One of the most annoying, frustrating individuals I frequently encounter is the well meaning, well intentioned supporter/friend/partner/spouse.

He miraculously appears

  1. To know the law inside out
  2. To know all the facts and circumstances of the victim’s unfortunate experience in the workplace.

He, and it’s nearly always a he (sorry lads), insists on answering all the questions I put to the aggrieved, distressed employee who has come to me with a problem arising from the workplace.

He means well, sure, but how he can tell me what happened in the workplace on various dates when he was in a different parish is a source of mystery and puzzlement to me. And when he has never worked as much as 5 minutes in that workplace.

How he can tell me, with such vivid accuracy, what the colleague or rude customer or ignorant manager/supervisor said to the ‘victim’-the employee I am trying to assist and advise-baffles me.

Of course, the truth is he doesn’t know what happened or what was said; all he knows is what he has been told by the lady who has come to me for advice.

So, why not let her speak?

Why not let her tell me what happened?

Why not let her tell me what is on her mind?

Why not let her give me first hand evidence by her direct account rather than his second-hand coloured version of hearsay?

Some lads are just irresistible.

No matter how much you try to ignore them, no matter how much you avoid eye contact for fear of encouraging them, no matter how reasonable you act in putting a few questions to the upset employee it proves to be an exercise in futility. They are incorrigible.

And then when it comes to the law-my goodness-they have Googled and researched to their heart’s content for weeks on end and have finally come across one or two cases that have a passing relationship to their partner’s case.

And they have noted the amount of compensation awarded and cannot see why their partner’s case is not worth at least this much along with a significant premium.

The fact of the matter, however, is that these lads know as much about the law as I know about root canal treatment.

Or treatments for depression.

Or genetics or the value of closely studying yeasts.

The best thing they could do would be to give support-real support-to their partner/friend/spouse. Not to interfere or purport to speak for them or overbear their mind to the point where the victim is sitting there without a voice or an opinion and getting increasingly unsure of what happened that led to the problem in the first instance.

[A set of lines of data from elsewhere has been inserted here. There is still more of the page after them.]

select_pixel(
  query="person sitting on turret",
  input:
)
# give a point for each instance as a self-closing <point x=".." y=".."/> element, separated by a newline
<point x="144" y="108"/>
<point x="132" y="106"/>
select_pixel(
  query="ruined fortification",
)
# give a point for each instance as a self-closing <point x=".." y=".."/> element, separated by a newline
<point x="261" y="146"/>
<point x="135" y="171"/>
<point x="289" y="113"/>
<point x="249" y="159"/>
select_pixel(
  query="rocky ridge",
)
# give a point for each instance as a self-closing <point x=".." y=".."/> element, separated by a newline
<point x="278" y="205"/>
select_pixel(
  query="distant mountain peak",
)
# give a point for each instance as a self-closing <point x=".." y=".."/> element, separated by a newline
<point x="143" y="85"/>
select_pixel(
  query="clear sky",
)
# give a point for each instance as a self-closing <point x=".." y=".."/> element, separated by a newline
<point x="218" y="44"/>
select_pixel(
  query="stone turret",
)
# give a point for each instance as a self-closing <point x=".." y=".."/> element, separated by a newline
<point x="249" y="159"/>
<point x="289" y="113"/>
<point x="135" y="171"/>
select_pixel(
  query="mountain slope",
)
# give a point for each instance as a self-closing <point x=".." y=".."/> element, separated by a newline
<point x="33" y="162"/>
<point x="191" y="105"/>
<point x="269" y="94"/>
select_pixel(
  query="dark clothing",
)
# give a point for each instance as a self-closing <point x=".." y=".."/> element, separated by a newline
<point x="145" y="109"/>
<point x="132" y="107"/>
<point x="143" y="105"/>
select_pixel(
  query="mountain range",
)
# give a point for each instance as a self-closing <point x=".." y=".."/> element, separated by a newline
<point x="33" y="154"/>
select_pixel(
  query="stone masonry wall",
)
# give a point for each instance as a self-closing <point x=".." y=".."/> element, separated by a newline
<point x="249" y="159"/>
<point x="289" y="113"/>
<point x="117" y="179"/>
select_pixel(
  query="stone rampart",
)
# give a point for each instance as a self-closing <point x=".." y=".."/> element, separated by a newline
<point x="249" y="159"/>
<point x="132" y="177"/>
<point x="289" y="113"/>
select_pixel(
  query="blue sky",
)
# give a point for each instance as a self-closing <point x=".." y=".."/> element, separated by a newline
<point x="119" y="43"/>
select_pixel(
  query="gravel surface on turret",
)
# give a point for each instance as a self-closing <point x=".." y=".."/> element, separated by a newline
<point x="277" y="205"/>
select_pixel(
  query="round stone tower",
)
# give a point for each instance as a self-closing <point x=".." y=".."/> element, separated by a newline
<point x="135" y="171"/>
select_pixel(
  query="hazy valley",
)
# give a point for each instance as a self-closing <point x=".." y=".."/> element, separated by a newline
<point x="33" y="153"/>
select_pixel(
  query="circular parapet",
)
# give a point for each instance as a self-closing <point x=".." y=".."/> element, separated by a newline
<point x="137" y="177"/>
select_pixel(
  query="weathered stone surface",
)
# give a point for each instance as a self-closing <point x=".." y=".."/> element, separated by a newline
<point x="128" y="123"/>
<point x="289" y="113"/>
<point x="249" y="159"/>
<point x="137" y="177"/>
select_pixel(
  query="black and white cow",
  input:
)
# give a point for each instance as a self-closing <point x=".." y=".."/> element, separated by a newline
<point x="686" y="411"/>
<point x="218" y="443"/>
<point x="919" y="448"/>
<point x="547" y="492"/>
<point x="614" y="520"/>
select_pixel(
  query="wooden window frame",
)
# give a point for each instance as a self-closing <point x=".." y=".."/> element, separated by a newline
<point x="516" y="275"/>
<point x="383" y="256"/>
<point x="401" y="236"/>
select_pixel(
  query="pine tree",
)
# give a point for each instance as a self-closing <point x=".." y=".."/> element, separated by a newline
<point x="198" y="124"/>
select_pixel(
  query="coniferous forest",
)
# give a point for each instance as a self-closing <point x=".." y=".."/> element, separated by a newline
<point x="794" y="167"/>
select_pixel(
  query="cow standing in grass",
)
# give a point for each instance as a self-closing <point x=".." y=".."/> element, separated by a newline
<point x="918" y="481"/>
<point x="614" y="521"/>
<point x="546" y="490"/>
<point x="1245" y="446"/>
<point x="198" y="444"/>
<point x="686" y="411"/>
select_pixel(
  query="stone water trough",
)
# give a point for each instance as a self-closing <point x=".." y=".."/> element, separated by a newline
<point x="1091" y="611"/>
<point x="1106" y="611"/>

But just let them talk, let them tell their story.

Don’t be one of these lads.

You’re in the way.

Sorry. I know you mean well, and you have your friend’s/partner’s interest at heart.

But you would be better off letting your partner/spouse tell her story in her words.

Because apart altogether from the benefit from a legal perspective it’s also therapeutic for the person you love.

If you are the employee, you need to be aware of this phenomenon and avoid it like the plague. It will hinder, not help, you.

It may involve some ‘tough love’, some honesty.

But sometimes ‘tough love’ is just what we need, and what’s right.